Дата: 9 ноября 2017 года

Автор: Наталья Ивернева, майор.

Псевдоним постоянный: «Белоснежка»

Статус: исполнитель

Содержание: из характеристики на тов. Ерошина Дмитрия Кирилловича, сотрудника СБС с 2011 года.

Гриф: конфиденциально

СПРАВКА

Тов. Ерошин родился в 1980 году в пос. Котельниково, Волгоградской области (мир «Гамма»). В 1997 поступил на физический факультет МГУ.

С 2000-го по 2002-й служил в морской пехоте на ТОФ. Демобилизовавшись в звании сержанта, продолжил обучение на физфаке МГУ.

Окончил университет в 2004 году, работал по специальности (математическая физика, компьютерное программирование). В том же году женился на Лидии Лариной, в 2006-м развелся, детей нет.

В 2011 году был завербован Д. Багровым («Данила-мастер») и принимал участие в запрещенном проекте. Тов. Ерошин вовремя сделал верные выводы и воспрепятствовал преступным планам гр. Багрова, проявив мужество и героизм.

С 2011 года по сегодняшний день является сотрудником УСБС по «Альфе».

Характер спокойный, выдержанный. С товарищами по работе поддерживает хорошие отношения. Безукоризненно выполняет служебный долг. Отличный спортсмен: чемпион Ново-Щёлкова по самбо. Холост; в связях, порочащих его, не замечен. К уголовной ответственности не привлекался. Отмечен благодарностями УСБС и почетной грамотой КГБ СССР.

Н. Ивернева

Глава 3.

Вторник, 8 января. Утро

«Гамма»

Тель-Авив, площадь Менделя

Градусник тужился дотянуть красный капилляр до плюс шестнадцати, но безуспешно. Свежий ветер дул порывами, нагоняя тучи – и кургузые, лохматые пальмы сучили перистыми листьями, словно задирали зеленые руки, сдаваясь непогоде.

Талия Алон, сложив руки под грудью, усмехнулась, глядя за окно. Зима…

Женщина насмешливо фыркнула. Знали бы местные, каков бывает истинный январь! На Алтае где-нибудь, или под Ленинградом… Памятью коснувшись города на Неве, Талия легонько поморщилась – нынче принято говорить: «Санкт-Петербург».

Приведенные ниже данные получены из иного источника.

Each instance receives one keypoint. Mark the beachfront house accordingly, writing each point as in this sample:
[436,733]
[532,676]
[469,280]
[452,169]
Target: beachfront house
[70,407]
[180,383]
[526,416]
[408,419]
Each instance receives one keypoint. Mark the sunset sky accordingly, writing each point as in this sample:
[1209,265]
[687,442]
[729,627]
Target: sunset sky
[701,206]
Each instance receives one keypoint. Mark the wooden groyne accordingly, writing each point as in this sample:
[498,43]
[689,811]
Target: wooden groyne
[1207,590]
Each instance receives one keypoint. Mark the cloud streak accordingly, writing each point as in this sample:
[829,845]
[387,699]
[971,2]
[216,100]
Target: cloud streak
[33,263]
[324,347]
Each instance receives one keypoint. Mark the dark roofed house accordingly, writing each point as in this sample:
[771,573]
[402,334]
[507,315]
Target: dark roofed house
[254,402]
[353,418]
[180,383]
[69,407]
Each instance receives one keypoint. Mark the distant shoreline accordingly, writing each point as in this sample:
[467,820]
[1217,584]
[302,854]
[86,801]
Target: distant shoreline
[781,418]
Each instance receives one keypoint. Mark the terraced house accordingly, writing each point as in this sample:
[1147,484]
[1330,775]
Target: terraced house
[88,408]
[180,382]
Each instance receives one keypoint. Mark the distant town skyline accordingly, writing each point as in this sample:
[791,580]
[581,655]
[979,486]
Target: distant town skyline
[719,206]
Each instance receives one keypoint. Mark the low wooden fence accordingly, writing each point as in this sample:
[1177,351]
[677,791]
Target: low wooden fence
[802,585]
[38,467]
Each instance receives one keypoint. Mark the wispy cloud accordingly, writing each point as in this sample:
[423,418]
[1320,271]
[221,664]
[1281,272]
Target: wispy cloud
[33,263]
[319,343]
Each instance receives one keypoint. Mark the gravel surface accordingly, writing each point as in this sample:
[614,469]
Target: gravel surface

«Сислибы» и прочие демократизаторы с неутомимостью психопатов выпалывали, выжигали, вытравливали всё советское, замарывая самую великую эпоху в истории страны. Вот и город Ленина перекрестили – откопали на свалке истории «старорежимное», самим императором отвергнутое название, смахнули с него пыль, отряхнули нафталин…

«Зла на них не хватает!» – скривилась Талия.

Недаром братья Стругацкие, разбирая сущность мещанина, указывали, что данный индивид «не может мыслить хорошо». А либерализм – философия мещанства…

Весьма натурально звучит, скажем, «питерский извозчик». Но «петербургское метро»… Как ножом по стеклу.

А кто выстоял в суровом сорок втором, кто превозмог лютый голод блокады – и победил? «Петербуржцы»?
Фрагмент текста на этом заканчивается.